C’est donc ce qui me pousse à reprendre ma marche en avant.

Les primaires qui vont s’ouvrir sont une opportunité exceptionnelle de remobiliser la gauche mais aussi, l’ensemble de la société française. C’est donc un immense honneur pour moi d’y participer.

Depuis deux ans, je sillonne le pays pour sonder ses attentes, ses aspirations, recueillir ses angoisses mais aussi ses élans, ses initiatives et ses espoirs.

J’ai vu une France affaiblie et souvent meurtrie par les morsures de la crise et du chômage. J’ai vu la souffrance des classes moyennes, des ouvriers et du monde paysan, une jeunesse inquiète pour son avenir, des retraités précarisés. J’ai vu des services publics fragilisés.
J’ai vu une France qui doutait parfois de ses capacités de rebond, une France qui désespérait de ses responsables politiques et économiques. Mais une France qui, malgré tout, continuait d’y croire, parfois sans même savoir pourquoi, ni comment. Malgré ces incroyables difficultés, j’ai été frappé par le refus de sombrer, le refus d’abandonner, le refus de se laisser aller.
Aujourd’hui, je veux porter cette force, je veux porter ces regards, ces voix qui disent « non », qui disent « il faut que cela change», qui disent « assez de Nicolas Sarkozy».

Si je suis candidat à l’élection présidentielle pour la gauche, c’est pour diriger ce pays. Pour orienter ses forces vives vers des projets partagés, relever ceux qui sont à terre et qui, pourtant, ne veulent pas lâcher.
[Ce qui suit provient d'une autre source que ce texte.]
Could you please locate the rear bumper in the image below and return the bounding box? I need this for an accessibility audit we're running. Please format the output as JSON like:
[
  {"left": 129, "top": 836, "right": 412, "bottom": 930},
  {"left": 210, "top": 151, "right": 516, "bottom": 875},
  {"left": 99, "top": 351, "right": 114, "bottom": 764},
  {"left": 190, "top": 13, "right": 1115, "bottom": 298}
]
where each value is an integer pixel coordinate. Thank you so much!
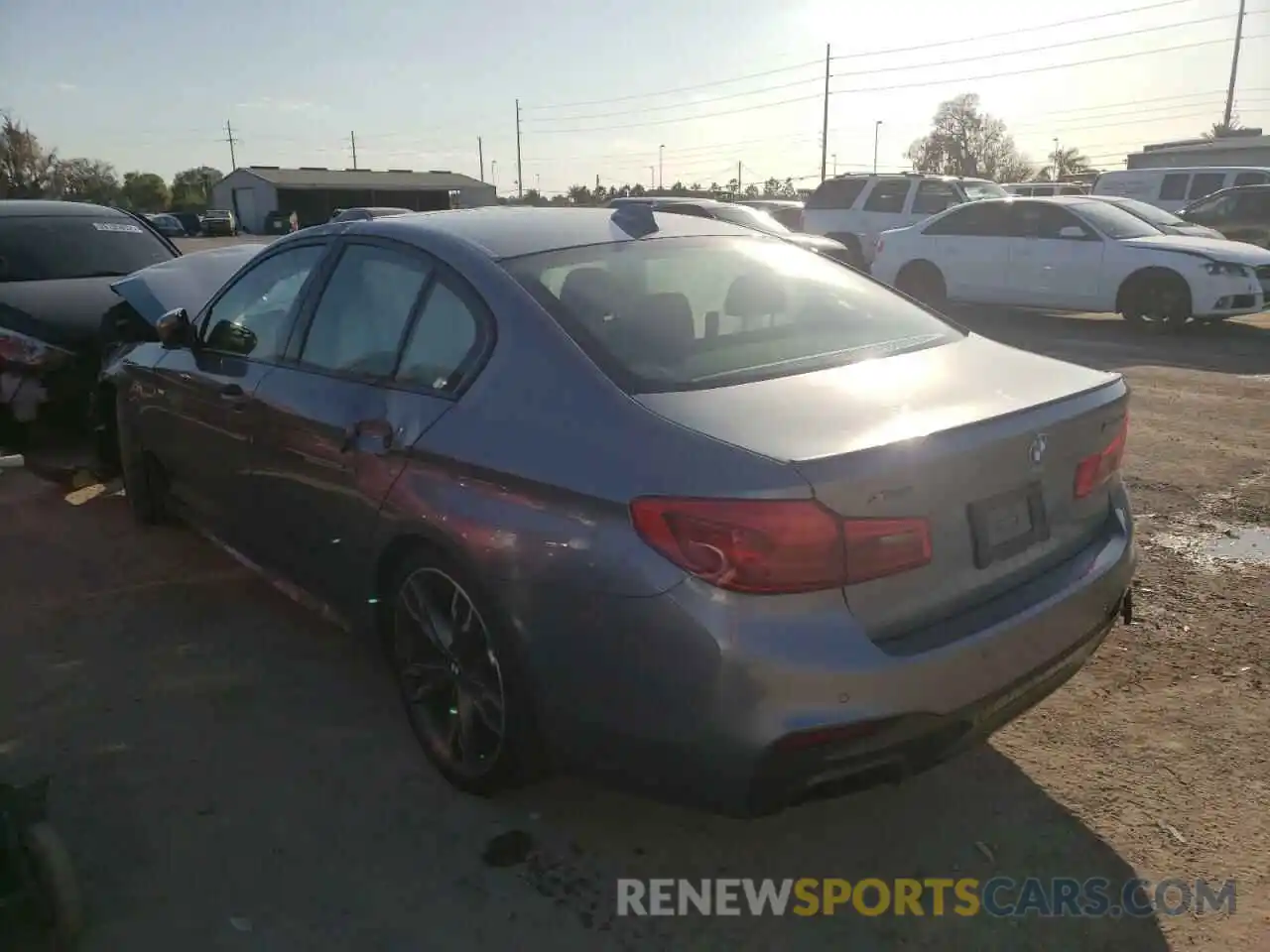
[{"left": 526, "top": 488, "right": 1137, "bottom": 815}]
La France est un pays magnifique, aimé, désiré, dans le monde entier pour son histoire, sa culture et sa langue. Encore aujourd’hui, des quatre coins du monde nous sommes un phare. Regardons le printemps arabe. Même libérés des dictatures, les peuples expriment leur désir de nous rejoindre. Certes, notre lumière a décliné, mais elle oriente encore, toujours, les âmes insoumises qui aspirent à la liberté et au droit au bonheur.
C’est pour cette raison que nous devons retrouver toute notre place dans le concert des nations en réaffirmant notre volontarisme dans le projet européen.
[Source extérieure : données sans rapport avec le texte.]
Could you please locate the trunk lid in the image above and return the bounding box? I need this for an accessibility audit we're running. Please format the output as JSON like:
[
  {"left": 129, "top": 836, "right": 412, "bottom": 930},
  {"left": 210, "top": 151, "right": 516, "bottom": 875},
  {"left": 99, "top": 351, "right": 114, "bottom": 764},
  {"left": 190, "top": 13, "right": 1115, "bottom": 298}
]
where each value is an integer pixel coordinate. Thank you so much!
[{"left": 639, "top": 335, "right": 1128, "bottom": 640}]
Je veux être un passeur. Le message que je porte ne m’appartient en rien, c’est celui de cette France de l’insoumission, c’est celui des Français qui aujourd’hui continuent d’espérer et de tenir la dragée haute aux difficultés.

C’est un message inconditionnellement optimiste. Optimiste dans sa fidélité au génie de la France, optimiste dans la capacité des Français à se dépasser, optimiste dans notre avenir commun. Qui d’autre que nous, peut miser sur notre avenir ? Qui d’autre que nous, peut prendre notre destin en main ? Qui d’autre que nous, peut mesurer nos forces et notre envie de changer la donne ?
Personne d’autre que nous. Nous, les Français héritiers d’une Nation qui n’appartient qu’à ceux qui la désirent et qui veulent en renforcer le génie.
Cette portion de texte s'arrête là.